In today's digital age, businesses strive to ensure that they offer their customers a seamless experience that is personalized and optimized to fulfil specific demands.
Understanding customers' pain points and finding fitting solutions are paramount to satisfying end customers. For the economic development of a company, gaining insight into how customers perceive their products will help them improve their offers and the product itself.
In this case study, we focus on our AI-based solution “Product sales feedback analyzer” for an e-commerce website, which examines bulk feedback data from customers and vendors to understand and interpret product information.
Our client is a leading manufacturer and distributor of computer hardware products, laptops, desktops, servers, monitors, etc. With a solid market reputation in Australia and New Zealand, our client channels its products through partners, including retailers, educational institutions, government agencies, and other business entities that purchased computer products in bulk.
The client implemented our AI-based product feedback analyzer on multiple platforms to generate meaningful insights from the feedback data from vendors and customers. We continue to work alongside them as their reliable partner.
The business approached Zlabs to build an application powered by AI, which would offer insight into customer feedback while eliminating all the possibilities of error arising from manual work.
We developed an AI-based server-side and web application to enable an accurate and timely understanding of bulk feedback data from customers and vendors.
Through our customized AI model, we could determine business priorities and desired outcomes from a large amount of feedback data. Using our AI customer analytics tools, we were able to derive insights to understand market positioning and achieve continuous business improvement.

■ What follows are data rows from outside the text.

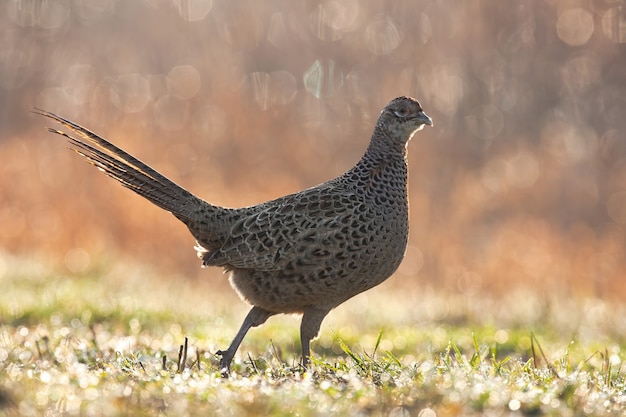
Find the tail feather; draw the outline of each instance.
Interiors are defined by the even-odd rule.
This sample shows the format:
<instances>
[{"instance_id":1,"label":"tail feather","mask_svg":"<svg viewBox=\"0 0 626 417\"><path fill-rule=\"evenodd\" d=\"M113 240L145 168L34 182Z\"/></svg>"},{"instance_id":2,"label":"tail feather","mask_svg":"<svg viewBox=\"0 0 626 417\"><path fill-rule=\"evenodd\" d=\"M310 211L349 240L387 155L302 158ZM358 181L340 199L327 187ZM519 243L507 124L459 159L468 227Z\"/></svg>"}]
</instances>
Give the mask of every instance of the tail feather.
<instances>
[{"instance_id":1,"label":"tail feather","mask_svg":"<svg viewBox=\"0 0 626 417\"><path fill-rule=\"evenodd\" d=\"M49 117L75 132L82 139L48 128L50 132L64 136L70 143L70 149L90 164L183 222L193 221L193 214L200 206L205 206L205 209L210 207L209 203L90 130L45 110L35 109L34 113Z\"/></svg>"}]
</instances>

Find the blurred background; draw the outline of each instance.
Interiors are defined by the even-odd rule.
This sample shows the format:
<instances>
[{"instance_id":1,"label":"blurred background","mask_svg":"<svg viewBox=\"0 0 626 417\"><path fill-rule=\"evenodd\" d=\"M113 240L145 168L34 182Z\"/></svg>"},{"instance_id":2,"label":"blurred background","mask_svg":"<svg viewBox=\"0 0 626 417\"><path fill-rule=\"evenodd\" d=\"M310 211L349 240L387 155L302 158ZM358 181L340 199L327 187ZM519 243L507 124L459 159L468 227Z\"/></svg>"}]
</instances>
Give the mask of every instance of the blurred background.
<instances>
[{"instance_id":1,"label":"blurred background","mask_svg":"<svg viewBox=\"0 0 626 417\"><path fill-rule=\"evenodd\" d=\"M385 285L626 295L624 0L3 1L0 248L227 286L34 106L235 207L349 169L399 95L435 127L409 146L410 246Z\"/></svg>"}]
</instances>

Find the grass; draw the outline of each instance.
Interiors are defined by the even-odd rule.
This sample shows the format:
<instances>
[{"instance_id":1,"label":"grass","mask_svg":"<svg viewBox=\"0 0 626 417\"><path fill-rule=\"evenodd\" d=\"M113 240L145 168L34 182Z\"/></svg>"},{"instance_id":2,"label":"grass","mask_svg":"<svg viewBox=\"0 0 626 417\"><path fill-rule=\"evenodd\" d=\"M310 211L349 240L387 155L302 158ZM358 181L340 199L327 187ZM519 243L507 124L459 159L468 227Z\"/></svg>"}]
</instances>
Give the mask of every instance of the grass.
<instances>
[{"instance_id":1,"label":"grass","mask_svg":"<svg viewBox=\"0 0 626 417\"><path fill-rule=\"evenodd\" d=\"M298 322L276 317L250 332L224 379L214 352L245 306L210 282L153 275L121 265L70 277L2 257L0 416L626 411L619 305L383 286L331 313L309 371L297 365Z\"/></svg>"}]
</instances>

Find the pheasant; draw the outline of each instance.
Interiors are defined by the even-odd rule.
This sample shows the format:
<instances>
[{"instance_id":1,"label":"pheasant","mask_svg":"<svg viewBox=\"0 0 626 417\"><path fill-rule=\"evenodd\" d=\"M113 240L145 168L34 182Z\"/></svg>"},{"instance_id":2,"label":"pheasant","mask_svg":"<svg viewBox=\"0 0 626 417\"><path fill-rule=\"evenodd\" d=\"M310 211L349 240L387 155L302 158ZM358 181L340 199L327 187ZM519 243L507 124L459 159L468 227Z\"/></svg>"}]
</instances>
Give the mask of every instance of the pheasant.
<instances>
[{"instance_id":1,"label":"pheasant","mask_svg":"<svg viewBox=\"0 0 626 417\"><path fill-rule=\"evenodd\" d=\"M417 100L398 97L380 113L365 154L343 175L258 205L225 208L86 128L45 110L35 113L73 132L49 128L89 163L182 221L202 266L224 268L231 286L252 305L230 346L217 352L225 375L248 330L280 313L302 314L306 368L324 317L394 273L409 231L407 143L433 125Z\"/></svg>"}]
</instances>

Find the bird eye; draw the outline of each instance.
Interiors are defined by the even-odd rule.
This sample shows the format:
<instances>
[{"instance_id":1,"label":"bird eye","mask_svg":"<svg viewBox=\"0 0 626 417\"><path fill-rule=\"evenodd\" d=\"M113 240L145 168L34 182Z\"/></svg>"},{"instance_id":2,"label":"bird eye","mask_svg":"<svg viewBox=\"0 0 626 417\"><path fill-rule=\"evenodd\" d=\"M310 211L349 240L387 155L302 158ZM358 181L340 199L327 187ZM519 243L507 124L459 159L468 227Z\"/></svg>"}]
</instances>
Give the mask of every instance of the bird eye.
<instances>
[{"instance_id":1,"label":"bird eye","mask_svg":"<svg viewBox=\"0 0 626 417\"><path fill-rule=\"evenodd\" d=\"M398 117L406 117L409 114L409 109L406 108L405 106L402 106L399 109L394 110L393 114L395 114Z\"/></svg>"}]
</instances>

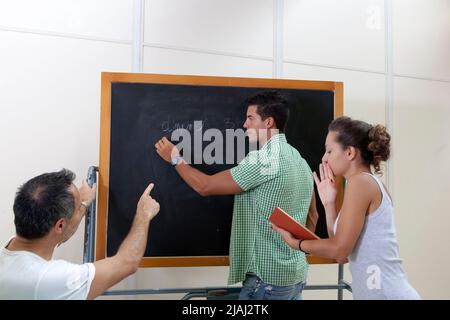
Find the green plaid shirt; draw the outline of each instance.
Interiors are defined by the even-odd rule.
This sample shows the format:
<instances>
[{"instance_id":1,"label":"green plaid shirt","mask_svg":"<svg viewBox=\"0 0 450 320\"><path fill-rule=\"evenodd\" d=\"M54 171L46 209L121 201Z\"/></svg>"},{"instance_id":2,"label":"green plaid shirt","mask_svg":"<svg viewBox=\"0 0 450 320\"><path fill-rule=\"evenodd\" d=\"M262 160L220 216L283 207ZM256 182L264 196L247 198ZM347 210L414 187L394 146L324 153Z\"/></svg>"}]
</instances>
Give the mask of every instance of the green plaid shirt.
<instances>
[{"instance_id":1,"label":"green plaid shirt","mask_svg":"<svg viewBox=\"0 0 450 320\"><path fill-rule=\"evenodd\" d=\"M244 191L234 197L228 283L243 281L247 272L278 286L305 281L305 254L284 243L268 217L280 207L306 223L313 192L306 161L284 134L277 134L260 150L249 152L231 169L231 176Z\"/></svg>"}]
</instances>

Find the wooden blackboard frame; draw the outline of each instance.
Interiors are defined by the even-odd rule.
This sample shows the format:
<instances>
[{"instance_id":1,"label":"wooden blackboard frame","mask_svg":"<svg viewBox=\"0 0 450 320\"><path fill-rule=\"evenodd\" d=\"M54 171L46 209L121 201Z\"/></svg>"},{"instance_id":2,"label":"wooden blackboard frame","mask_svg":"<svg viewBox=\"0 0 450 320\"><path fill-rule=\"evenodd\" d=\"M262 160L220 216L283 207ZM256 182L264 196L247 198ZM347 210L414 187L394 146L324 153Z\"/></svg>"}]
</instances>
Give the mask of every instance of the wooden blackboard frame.
<instances>
[{"instance_id":1,"label":"wooden blackboard frame","mask_svg":"<svg viewBox=\"0 0 450 320\"><path fill-rule=\"evenodd\" d=\"M256 87L277 89L327 90L334 92L334 117L343 114L343 83L332 81L305 81L284 79L233 78L209 76L184 76L142 73L110 73L101 75L101 113L100 113L100 156L97 198L97 228L95 260L106 257L108 191L110 169L110 133L111 133L111 84L112 83L176 84L198 86ZM342 181L338 180L337 206L340 208L343 197ZM332 259L308 256L310 264L336 263ZM208 257L144 257L140 267L197 267L227 266L228 256Z\"/></svg>"}]
</instances>

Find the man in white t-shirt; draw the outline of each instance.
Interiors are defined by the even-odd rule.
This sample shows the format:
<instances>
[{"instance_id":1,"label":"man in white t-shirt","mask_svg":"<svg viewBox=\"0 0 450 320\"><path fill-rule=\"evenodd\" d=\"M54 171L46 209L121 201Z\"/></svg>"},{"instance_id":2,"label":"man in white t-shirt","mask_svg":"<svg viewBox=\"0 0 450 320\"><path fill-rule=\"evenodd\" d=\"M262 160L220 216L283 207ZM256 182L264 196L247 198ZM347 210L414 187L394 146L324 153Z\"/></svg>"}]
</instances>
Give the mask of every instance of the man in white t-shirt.
<instances>
[{"instance_id":1,"label":"man in white t-shirt","mask_svg":"<svg viewBox=\"0 0 450 320\"><path fill-rule=\"evenodd\" d=\"M94 299L135 273L147 245L150 220L159 204L153 184L137 204L133 225L117 254L94 263L52 260L56 246L77 230L95 198L95 185L66 169L39 175L21 186L14 200L16 236L0 248L0 300Z\"/></svg>"}]
</instances>

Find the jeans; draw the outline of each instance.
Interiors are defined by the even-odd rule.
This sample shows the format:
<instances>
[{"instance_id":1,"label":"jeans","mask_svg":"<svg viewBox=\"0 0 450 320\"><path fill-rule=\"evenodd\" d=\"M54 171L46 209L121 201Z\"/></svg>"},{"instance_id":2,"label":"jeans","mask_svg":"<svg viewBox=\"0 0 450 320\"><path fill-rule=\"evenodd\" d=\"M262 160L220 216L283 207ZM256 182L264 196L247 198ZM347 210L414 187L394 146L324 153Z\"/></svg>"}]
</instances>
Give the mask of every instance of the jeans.
<instances>
[{"instance_id":1,"label":"jeans","mask_svg":"<svg viewBox=\"0 0 450 320\"><path fill-rule=\"evenodd\" d=\"M301 300L305 285L305 282L299 282L291 286L274 286L253 273L247 273L239 300Z\"/></svg>"}]
</instances>

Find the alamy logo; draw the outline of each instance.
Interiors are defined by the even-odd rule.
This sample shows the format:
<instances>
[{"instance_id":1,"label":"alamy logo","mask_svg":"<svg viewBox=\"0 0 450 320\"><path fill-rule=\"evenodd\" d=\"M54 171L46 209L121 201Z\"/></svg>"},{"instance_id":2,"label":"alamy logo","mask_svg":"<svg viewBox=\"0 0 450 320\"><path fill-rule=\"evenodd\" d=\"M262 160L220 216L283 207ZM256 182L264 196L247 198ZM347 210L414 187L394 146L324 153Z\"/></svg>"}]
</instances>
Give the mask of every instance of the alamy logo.
<instances>
[{"instance_id":1,"label":"alamy logo","mask_svg":"<svg viewBox=\"0 0 450 320\"><path fill-rule=\"evenodd\" d=\"M369 277L366 285L369 290L381 289L381 270L377 265L370 265L366 270Z\"/></svg>"},{"instance_id":2,"label":"alamy logo","mask_svg":"<svg viewBox=\"0 0 450 320\"><path fill-rule=\"evenodd\" d=\"M163 127L163 131L170 128ZM193 124L176 126L172 131L170 140L176 144L179 152L182 152L183 159L188 164L235 164L242 160L248 161L252 165L260 165L262 175L273 175L279 170L280 145L270 143L258 149L260 141L268 141L279 133L277 129L271 129L270 136L268 130L248 129L225 129L223 131L216 128L205 129L203 121L194 121ZM193 131L193 133L191 132ZM245 157L246 136L249 138L249 155ZM203 143L208 142L205 148ZM193 150L192 150L193 147ZM236 153L235 153L236 152Z\"/></svg>"},{"instance_id":3,"label":"alamy logo","mask_svg":"<svg viewBox=\"0 0 450 320\"><path fill-rule=\"evenodd\" d=\"M366 26L370 30L381 29L381 8L378 5L371 5L367 8Z\"/></svg>"}]
</instances>

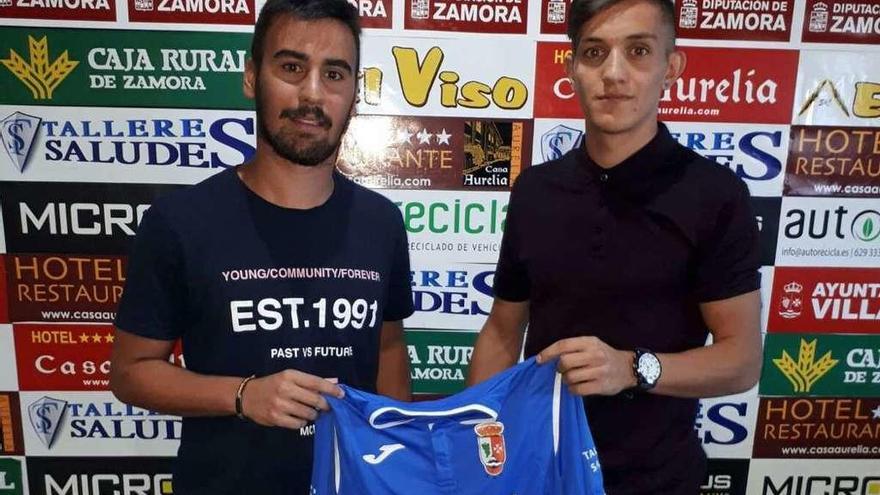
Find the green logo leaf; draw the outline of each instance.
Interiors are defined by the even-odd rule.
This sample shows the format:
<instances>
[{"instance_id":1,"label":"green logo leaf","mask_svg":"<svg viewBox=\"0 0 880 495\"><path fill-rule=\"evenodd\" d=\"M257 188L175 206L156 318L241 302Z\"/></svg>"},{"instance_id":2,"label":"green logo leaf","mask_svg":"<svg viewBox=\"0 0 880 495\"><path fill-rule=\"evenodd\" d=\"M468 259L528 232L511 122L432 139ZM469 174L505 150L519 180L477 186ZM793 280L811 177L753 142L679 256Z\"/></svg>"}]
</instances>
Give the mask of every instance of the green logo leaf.
<instances>
[{"instance_id":1,"label":"green logo leaf","mask_svg":"<svg viewBox=\"0 0 880 495\"><path fill-rule=\"evenodd\" d=\"M863 242L880 239L880 211L865 210L853 219L850 226L853 237Z\"/></svg>"}]
</instances>

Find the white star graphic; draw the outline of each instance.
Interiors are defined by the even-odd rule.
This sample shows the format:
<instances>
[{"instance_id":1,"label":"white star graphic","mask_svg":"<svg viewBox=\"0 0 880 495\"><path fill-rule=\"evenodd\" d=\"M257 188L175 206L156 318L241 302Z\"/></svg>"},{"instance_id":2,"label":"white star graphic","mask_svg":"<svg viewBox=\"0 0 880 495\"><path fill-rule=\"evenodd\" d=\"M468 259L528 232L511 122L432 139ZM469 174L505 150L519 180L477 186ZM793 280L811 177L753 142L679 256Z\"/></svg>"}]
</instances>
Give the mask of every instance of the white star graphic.
<instances>
[{"instance_id":1,"label":"white star graphic","mask_svg":"<svg viewBox=\"0 0 880 495\"><path fill-rule=\"evenodd\" d=\"M449 144L449 138L451 138L451 137L452 137L452 134L447 134L447 133L446 133L446 128L444 127L444 128L443 128L443 129L437 134L437 144L447 144L447 145L448 145L448 144Z\"/></svg>"},{"instance_id":2,"label":"white star graphic","mask_svg":"<svg viewBox=\"0 0 880 495\"><path fill-rule=\"evenodd\" d=\"M410 143L411 141L409 140L409 138L411 138L412 135L413 134L411 132L409 132L408 130L400 129L399 131L397 131L397 140L400 141L401 143L403 143L403 142Z\"/></svg>"},{"instance_id":3,"label":"white star graphic","mask_svg":"<svg viewBox=\"0 0 880 495\"><path fill-rule=\"evenodd\" d=\"M874 413L874 419L880 419L880 406L877 406L877 407L876 407L873 411L871 411L871 412Z\"/></svg>"},{"instance_id":4,"label":"white star graphic","mask_svg":"<svg viewBox=\"0 0 880 495\"><path fill-rule=\"evenodd\" d=\"M416 134L416 137L419 138L419 143L421 144L431 144L431 136L433 136L433 134L428 132L427 129L422 129Z\"/></svg>"}]
</instances>

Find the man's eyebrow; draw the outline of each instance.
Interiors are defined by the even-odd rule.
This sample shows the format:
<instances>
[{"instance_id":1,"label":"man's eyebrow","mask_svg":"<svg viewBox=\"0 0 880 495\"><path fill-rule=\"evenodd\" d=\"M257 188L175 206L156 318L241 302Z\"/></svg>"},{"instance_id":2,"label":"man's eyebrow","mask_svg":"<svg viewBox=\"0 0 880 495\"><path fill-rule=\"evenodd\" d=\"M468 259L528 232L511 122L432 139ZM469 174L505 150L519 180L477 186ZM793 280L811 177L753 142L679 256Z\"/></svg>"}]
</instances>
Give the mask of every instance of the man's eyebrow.
<instances>
[{"instance_id":1,"label":"man's eyebrow","mask_svg":"<svg viewBox=\"0 0 880 495\"><path fill-rule=\"evenodd\" d=\"M644 40L644 39L658 39L656 34L653 33L635 33L627 36L625 39L627 40ZM607 43L608 40L605 38L599 38L596 36L585 36L581 38L581 43Z\"/></svg>"},{"instance_id":2,"label":"man's eyebrow","mask_svg":"<svg viewBox=\"0 0 880 495\"><path fill-rule=\"evenodd\" d=\"M309 59L309 56L306 55L305 53L299 52L296 50L291 50L289 48L283 48L281 50L278 50L277 52L275 52L274 55L272 55L272 58L285 58L285 57L296 58L299 60L308 60Z\"/></svg>"},{"instance_id":3,"label":"man's eyebrow","mask_svg":"<svg viewBox=\"0 0 880 495\"><path fill-rule=\"evenodd\" d=\"M278 50L273 55L273 58L295 58L297 60L302 60L303 62L308 62L310 57L303 52L297 50L291 50L289 48L284 48ZM346 62L341 58L330 58L324 61L324 65L329 65L330 67L339 67L340 69L345 70L349 74L354 73L354 69L351 67L351 64Z\"/></svg>"},{"instance_id":4,"label":"man's eyebrow","mask_svg":"<svg viewBox=\"0 0 880 495\"><path fill-rule=\"evenodd\" d=\"M656 40L657 35L653 34L653 33L636 33L636 34L631 34L631 35L627 36L626 39L628 39L628 40L643 40L643 39Z\"/></svg>"},{"instance_id":5,"label":"man's eyebrow","mask_svg":"<svg viewBox=\"0 0 880 495\"><path fill-rule=\"evenodd\" d=\"M330 58L324 62L324 65L329 65L331 67L339 67L340 69L345 69L349 74L354 73L354 69L351 68L351 64L342 60L341 58Z\"/></svg>"}]
</instances>

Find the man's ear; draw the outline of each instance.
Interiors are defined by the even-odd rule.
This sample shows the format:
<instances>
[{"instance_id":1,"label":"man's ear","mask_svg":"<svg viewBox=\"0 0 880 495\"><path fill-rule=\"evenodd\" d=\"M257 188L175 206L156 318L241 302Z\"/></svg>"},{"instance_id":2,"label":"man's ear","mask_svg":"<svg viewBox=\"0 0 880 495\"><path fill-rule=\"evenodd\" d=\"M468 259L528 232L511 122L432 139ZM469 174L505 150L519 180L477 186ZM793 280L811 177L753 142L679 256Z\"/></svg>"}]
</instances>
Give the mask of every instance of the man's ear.
<instances>
[{"instance_id":1,"label":"man's ear","mask_svg":"<svg viewBox=\"0 0 880 495\"><path fill-rule=\"evenodd\" d=\"M252 58L248 59L244 66L241 90L244 96L250 100L253 100L257 94L257 65Z\"/></svg>"},{"instance_id":2,"label":"man's ear","mask_svg":"<svg viewBox=\"0 0 880 495\"><path fill-rule=\"evenodd\" d=\"M565 55L565 75L569 79L571 79L572 74L574 74L574 52L569 50Z\"/></svg>"},{"instance_id":3,"label":"man's ear","mask_svg":"<svg viewBox=\"0 0 880 495\"><path fill-rule=\"evenodd\" d=\"M571 87L574 90L574 93L578 96L578 98L580 98L581 97L581 86L580 86L580 84L575 83L574 52L573 51L569 51L565 55L565 62L563 62L563 63L565 64L565 76L568 78L569 81L571 81Z\"/></svg>"},{"instance_id":4,"label":"man's ear","mask_svg":"<svg viewBox=\"0 0 880 495\"><path fill-rule=\"evenodd\" d=\"M666 74L663 76L664 89L671 87L676 79L681 77L685 67L687 67L687 55L679 49L673 50L667 57Z\"/></svg>"}]
</instances>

By leveraging our sales feedback analyzer, our customer was able to:
Different insight reports are generated for management to make informed decisions. Our AI systems organized and classified a large amount of feedback data for efficient interpretation.
The AI-based application analyzes each feedback and email submitted by customers and vendors. Our feedback analyzer identified keywords and product details from bulk feedback data and stores them in a database.
Using our AI-powered feedback analyzer, the application was able to identify the positive or negative emotions of customers and vendors.
Performed in-depth analysis of clients' e-commerce feedback data with precision to reduce human error and improve the quality of insights derived from feedback data.
Concise summaries for each product are created from feedback data and presented using interactive dashboards to make it easy to understand.